Modify and replay MongoDB oplog

One of the big issues in application or human error data corruption is that the offending write to the primary will immediately be replicated to the secondary.

This is one of the reasons that users take advantage of “slaveDelay” – an option to run one of your secondary nodes with a fixed time delay (of course that only helps you if you discover the error or bug during the time period that’s shorter than the delay on that secondary).

In case you don’t have such a set-up, you have to rely on a backup to recreate the state of the records you need to restore to their pre-bug state.

Perform all the operations on a separate stand-alone copy of your data – only after verifying that everything was properly recreated should you then move the corrected data into your production system.

What is required to be able to do this is a recent copy of the backup (let’s say the backup is X hours old) and the oplog on your cluster must hold more than X hours worth of data. I didn’t specify which node’s oplog because (a) every member of the replica set has the same contents in the oplog and (b) it is possible that your oplog size is different on different node members, in which case you want to check the “largest” one.

So let’s say your most recent backup is 52 hours old, but luckily you have an oplog that holds 75 hours worth of data (yay).

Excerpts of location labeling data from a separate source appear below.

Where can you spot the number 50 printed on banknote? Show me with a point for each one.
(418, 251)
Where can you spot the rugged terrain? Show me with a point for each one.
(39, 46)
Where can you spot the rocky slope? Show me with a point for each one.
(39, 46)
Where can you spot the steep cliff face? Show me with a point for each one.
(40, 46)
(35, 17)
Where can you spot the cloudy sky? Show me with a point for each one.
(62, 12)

You already realized that all of your nodes (primary and secondaries) have the “bad” data, so what you would do is restore this most recent backup into a new mongod. This is where you will restore these records to what they were right before the offending update – and then you can just move them into the current primary from where they will get replicated to all the secondaries.

While restoring your backup, create a mongodump of your oplog collection via this command:

mongodump -d local -c oplog.rs -o oplogD

Move the oplog to its own directory renaming it to oplog.bson:

mkdir oplogR
mv oplogD/local/oplog.rs.bson oplogR/oplog.bson

Now you need to find the “offending” operation. You can dump out the oplog to human readable form, using the bsondump command on oplogR/oplog.bson file (and then use grep or what-not to find the “bad” update). Alternatively you can query against the original oplog in the replica set via use local and db.oplog.rs.find() commands in the shell.

Your goal is to find this entry and note its ts field.

It might look like this:

"ts" : Timestamp( 1361497305, 2789 )

Note that the mongorestore command has two options, one called --oplogReplay and the other called oplogLimit. You will now replay this oplog on the restored stand-alone server BUT you will stop before this offending update operation.

The command would be (host and port are where your newly restored backup is):

mongorestore -h host --port NNNN --oplogReplay --oplogLimit 1361497305:2789 oplogR

This will restore each operation from the oplog.bson file in oplogR directory stopping right before the entry with ts value Timestamp(1361497305, 2789).

Recall that the reason you were doing this on a separate instance is so you can verify the restore and replay created correct data – once you have verified it then you can write the restored records to the appropriate place in the real primary (and allow replication propagate the corrected records to the secondaries).